His wife and “best friend”, novelist Sian Busby, died of lung cancer last September, aged only 51. The previously vigorous and erudite Peston looks thinner, older, sadder, says he feels a “huge emptiness” and will not get over the loss. He has written a foreword to A Commonplace Killing, the last novel penned by Busby, as she was dying, a tender tribute. Another new book, Mum’s Way, remembers Angie, the wife of ex-miner Ian Millthorpe. She died of cancer in 2010, leaving behind eight children and a manual on how to raise them. For Millthorpe, “It is still as raw as the day she died”. Tears fell on every page I turned.

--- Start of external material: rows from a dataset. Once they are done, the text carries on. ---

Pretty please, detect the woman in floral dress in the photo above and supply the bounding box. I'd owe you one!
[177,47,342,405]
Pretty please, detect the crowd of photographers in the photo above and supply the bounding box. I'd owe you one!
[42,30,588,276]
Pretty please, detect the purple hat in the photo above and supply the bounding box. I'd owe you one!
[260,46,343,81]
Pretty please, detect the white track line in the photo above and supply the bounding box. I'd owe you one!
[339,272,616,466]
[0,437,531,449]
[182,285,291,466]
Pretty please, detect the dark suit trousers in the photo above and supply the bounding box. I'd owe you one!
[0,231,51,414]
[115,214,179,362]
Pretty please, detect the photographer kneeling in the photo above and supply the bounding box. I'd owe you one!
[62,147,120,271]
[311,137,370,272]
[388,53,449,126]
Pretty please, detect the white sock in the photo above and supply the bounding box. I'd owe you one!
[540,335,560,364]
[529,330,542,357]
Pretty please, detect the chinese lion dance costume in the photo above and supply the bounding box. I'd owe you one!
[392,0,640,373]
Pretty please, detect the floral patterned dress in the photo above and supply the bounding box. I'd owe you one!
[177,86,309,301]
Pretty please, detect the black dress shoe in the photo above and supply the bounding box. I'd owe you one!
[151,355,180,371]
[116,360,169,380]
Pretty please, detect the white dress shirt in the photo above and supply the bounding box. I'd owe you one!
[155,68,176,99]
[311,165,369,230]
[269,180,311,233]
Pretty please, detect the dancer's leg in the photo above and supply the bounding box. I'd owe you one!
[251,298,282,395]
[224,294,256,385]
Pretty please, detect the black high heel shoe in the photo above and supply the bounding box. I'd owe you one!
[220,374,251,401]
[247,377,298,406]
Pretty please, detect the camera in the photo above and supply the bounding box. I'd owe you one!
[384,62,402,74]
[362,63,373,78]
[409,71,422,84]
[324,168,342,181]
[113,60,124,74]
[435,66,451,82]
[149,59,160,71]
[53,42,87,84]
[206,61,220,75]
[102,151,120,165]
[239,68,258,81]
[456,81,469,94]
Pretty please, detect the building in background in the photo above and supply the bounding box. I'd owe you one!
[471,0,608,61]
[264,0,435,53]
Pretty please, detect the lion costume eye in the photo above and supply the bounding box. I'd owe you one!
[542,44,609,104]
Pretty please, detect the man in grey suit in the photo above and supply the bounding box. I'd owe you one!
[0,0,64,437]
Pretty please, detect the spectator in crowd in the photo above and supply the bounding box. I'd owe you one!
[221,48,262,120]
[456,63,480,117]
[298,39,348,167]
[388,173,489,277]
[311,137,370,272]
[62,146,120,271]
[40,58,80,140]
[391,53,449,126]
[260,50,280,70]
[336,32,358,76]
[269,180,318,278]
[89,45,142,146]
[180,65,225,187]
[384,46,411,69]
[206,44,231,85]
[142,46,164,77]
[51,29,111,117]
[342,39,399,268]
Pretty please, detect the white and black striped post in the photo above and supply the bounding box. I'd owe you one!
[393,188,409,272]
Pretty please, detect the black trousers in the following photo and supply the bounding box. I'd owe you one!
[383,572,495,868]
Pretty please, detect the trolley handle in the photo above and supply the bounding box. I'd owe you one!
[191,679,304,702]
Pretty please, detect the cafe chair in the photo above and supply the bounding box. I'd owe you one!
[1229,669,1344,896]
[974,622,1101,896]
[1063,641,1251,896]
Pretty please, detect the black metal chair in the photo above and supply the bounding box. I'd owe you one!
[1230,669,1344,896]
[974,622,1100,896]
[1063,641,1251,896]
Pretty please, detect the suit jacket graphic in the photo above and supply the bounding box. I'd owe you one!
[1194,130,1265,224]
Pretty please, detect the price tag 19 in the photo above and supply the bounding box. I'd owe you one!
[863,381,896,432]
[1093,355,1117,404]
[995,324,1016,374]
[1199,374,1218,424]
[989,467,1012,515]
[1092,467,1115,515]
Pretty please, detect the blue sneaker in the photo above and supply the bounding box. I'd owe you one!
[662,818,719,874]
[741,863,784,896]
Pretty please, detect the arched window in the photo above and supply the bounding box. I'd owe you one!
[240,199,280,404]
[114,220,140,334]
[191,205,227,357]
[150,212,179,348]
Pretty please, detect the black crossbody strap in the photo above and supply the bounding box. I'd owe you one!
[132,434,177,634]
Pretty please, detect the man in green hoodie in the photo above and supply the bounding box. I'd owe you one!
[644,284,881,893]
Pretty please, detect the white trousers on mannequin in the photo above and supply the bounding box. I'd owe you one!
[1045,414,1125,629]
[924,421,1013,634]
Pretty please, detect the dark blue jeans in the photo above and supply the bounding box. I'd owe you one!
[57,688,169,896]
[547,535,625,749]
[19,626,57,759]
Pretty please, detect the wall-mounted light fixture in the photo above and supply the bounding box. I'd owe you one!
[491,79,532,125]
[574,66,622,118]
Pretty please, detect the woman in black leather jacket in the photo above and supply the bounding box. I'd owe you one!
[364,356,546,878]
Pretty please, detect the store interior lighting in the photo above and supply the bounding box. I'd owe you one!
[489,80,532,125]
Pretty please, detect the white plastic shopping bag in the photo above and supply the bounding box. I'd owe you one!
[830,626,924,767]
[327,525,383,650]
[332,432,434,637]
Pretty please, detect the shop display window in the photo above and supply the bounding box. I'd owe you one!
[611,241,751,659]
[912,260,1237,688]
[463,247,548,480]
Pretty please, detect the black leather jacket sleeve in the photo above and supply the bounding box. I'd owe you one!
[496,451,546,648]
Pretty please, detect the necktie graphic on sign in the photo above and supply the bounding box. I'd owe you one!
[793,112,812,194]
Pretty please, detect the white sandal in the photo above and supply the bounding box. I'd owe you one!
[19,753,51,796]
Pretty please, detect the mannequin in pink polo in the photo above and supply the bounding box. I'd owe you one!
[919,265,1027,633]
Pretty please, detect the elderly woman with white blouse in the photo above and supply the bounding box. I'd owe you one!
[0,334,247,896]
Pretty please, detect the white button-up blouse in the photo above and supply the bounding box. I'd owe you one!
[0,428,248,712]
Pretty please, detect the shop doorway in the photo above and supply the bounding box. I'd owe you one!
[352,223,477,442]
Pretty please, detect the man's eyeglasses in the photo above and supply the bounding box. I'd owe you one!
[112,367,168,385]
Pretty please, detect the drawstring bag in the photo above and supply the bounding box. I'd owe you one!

Julian Barnes cannot let go of his wife either. She was the literary agent Pat Kavanagh, who died in 2007. In his new book, Levels of Life, Barnes relives the time they had together. It upsets him that some friends have erased (or buried) all memories of Kavanagh and behave as if she never existed. The novelist reminds me of writer and academic Martin Jacques, who lost his beautiful, young wife Hari in December 1999, mother of their little baby boy. I had never before witnessed such wrenching, masculine sorrow. He too bravely refused to be a man and move on after a couple of months as was expected.
One of the widowers I mention above, only 39, wrote to say that if his heart still felt as if it was “being kicked to death” on the anniversary of his wife’s death next January, he would step under a train. His daughter is five. He didn’t give his name or address. I pray he doesn’t orphan his child.
We don’t commonly acknowledge true, everlasting, male fidelity, perhaps because it is quiet, not dramatic. Lucky are those whose love is as deep as the earth beneath their feet. But not when death parts them from their partners. They carry on of course – working, playing, raising children, even finding new lovers, but never stop mourning for that one person who was truly their other half, in body, heart and soul. Widows, in some ways, cope better because they have friends to lean on for emotional support. Real men don’t do that.
The great Noam Chomsky, 84, was in London last week talking about wars and injustices. Carol, his wife of 60 years, died in 2008. He once told an interviewer that his best male friend had not once talked to him about Carol. Women, he said, managed bereavement better because they “talk and support each other”. Tragic, but true. In the darkest of times we women are luckier than men.